Select Records from the Search tab and click on Canada on the global map. Then select Canada from the popup. That takes you to the Canada search page, which has various research tools.

On the left are links to video courses covering Canadian census records, Quebec research and other topics. Below that, a link takes you to the article on Canada Genealogy in the Research Wiki. The free Research Wiki has links to articles on church, military, probate and other records, plus guides to research in the individual provinces.

On the right of the Canada search page, you’ll find a form to search all the site’s indexed historical records at once. Keep scrolling, and you’ll find you can filter by record collection: census, church and vital records, etc.
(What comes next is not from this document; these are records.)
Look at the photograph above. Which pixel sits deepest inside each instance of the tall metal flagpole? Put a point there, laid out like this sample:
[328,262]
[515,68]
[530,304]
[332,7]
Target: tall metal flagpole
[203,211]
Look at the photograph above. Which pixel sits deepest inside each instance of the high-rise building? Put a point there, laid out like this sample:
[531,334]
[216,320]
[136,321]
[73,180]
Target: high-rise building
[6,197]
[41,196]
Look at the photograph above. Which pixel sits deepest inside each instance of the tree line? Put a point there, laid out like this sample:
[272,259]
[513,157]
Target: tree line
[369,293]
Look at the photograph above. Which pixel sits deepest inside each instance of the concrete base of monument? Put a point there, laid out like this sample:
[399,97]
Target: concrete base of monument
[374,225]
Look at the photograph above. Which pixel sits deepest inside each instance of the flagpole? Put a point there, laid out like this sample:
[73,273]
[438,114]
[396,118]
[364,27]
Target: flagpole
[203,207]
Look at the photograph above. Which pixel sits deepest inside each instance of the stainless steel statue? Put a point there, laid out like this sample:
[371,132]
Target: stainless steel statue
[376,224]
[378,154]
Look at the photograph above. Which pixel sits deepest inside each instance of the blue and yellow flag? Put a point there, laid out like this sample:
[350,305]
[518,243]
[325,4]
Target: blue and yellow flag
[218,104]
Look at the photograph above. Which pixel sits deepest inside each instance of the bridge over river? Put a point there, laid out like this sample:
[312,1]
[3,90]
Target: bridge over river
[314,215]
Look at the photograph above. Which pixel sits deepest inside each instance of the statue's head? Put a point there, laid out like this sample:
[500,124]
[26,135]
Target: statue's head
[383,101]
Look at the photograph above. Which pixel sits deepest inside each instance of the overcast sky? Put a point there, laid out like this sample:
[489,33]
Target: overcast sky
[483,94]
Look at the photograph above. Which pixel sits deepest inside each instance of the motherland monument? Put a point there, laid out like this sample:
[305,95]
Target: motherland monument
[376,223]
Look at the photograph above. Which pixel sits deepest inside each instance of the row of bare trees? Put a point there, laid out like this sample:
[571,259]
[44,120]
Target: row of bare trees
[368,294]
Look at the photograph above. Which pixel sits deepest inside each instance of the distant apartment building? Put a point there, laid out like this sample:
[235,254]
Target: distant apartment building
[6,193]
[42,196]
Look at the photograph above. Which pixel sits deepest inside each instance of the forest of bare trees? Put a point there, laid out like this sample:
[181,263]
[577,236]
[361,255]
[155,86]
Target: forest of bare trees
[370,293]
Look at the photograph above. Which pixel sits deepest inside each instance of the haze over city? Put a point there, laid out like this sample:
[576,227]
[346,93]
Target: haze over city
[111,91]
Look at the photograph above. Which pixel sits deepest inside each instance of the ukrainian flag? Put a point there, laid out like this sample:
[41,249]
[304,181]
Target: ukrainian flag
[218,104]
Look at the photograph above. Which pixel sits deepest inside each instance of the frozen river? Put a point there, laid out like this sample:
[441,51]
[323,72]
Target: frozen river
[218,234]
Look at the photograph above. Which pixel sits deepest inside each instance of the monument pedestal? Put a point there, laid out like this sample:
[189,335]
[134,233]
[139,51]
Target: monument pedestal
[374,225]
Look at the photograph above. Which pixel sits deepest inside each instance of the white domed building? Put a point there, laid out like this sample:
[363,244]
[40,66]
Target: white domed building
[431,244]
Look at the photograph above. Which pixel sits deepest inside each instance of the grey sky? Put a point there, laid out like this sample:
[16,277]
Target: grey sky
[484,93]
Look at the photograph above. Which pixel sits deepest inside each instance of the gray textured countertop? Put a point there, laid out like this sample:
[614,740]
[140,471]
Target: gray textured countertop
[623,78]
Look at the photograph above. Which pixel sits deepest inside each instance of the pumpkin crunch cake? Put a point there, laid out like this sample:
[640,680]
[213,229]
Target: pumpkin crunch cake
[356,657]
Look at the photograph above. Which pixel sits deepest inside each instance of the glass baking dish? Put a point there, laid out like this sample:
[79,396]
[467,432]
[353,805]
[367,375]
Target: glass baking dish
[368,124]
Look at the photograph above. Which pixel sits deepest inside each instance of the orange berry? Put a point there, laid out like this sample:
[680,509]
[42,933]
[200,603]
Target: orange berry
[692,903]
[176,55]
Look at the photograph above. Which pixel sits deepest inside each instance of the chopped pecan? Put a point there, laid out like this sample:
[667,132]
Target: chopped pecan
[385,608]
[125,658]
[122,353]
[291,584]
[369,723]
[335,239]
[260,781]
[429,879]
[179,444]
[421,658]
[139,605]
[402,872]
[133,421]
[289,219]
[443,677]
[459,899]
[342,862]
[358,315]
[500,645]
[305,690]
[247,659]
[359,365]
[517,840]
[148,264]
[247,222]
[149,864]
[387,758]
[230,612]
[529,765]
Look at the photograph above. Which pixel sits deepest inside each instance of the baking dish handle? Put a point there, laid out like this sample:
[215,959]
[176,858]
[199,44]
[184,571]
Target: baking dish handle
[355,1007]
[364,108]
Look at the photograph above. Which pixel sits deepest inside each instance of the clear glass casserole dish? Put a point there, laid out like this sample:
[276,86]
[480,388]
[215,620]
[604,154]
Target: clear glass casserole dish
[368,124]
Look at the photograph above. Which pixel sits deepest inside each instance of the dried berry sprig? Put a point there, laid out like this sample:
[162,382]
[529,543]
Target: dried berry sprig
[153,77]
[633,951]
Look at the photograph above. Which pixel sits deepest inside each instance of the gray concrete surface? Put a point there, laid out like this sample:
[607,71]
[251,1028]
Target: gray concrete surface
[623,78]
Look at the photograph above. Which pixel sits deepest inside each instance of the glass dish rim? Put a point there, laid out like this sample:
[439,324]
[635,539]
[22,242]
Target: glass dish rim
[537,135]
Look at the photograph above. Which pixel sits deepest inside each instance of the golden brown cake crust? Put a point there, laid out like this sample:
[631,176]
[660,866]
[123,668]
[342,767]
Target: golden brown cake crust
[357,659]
Further down are the image-only historical records, including New Brunswick death certificates and British Columbia land grants. Yes, it may take a while to browse unindexed records, but you could make important discoveries in them. Likewise, the Catalog Material in the third section lists more resources, some of which have yet to be put online.

13. Findmypast $

From the home page, you can limit your search by selecting Canada from the options in the Where box. Or you can browse through Canadian record collections by clicking Search at the top of the page, then All Record Sets. In the Filter By box, select Canada from the drop-down options. The collections are arranged by size, but you can sort them by a category, subcategory or name by clicking the respective heading.

Key Canadian record collections on Findmypast include census records from 1851 to 1911 and indexes to vital records and gravestones. You can also browse some unindexed records (marked with “Browse” in the title), such as Manitoba probate records and British Columbia estate files.

Learn how to find your ancestors on the Findmypast.com with these 12 strategies.

14. MyHeritage $

To browse through the Canadian record collection titles, select Collection Catalog from the Research tab and Canada under Refine by Location. The collections are sorted by size, but you can sort them alphabetically or by the date they were last updated. Major collections include census records from 1851 to 1921, Quebec marriage records with images from 1926 to 1997, and vital records indexes for New Brunswick, Nova Scotia and Ontario.

The site also has a large collection of historical newspapers. To search them, select Newspapers from the Research tab. Then, on the right, click on “Canada Newspapers, 1752–2007” for English-language newspapers or on “Canada, French Newspapers 1807–2007.”

Searching on the name of my ancestor William E. Pennington in the former, I get a match on an ad in the Ottawa Daily Citizen of 23 January 1886. A testimonial quotes Rev. Pennington in a product testimonial (“Ayer’s Sarsaparilla has made a new man of me”) and notes it cured him of his “General Debility.” Coming from a man of the cloth, that should be a persuasive recommendation! (Never mind that Pennington had been dead for almost two years by the time that paper was published…)

Conclusion

With so many historical records, books and newspapers now online, searching for your Canadian ancestors has never been easier. The big genealogy websites have plenty to offer, but don’t overlook the unique online offerings of archives, organizations and individuals. Take advantage of all the sites described here that might be relevant to your family history research.

A version of this article appeared in the March/April 2021 issue of Family Tree Magazine.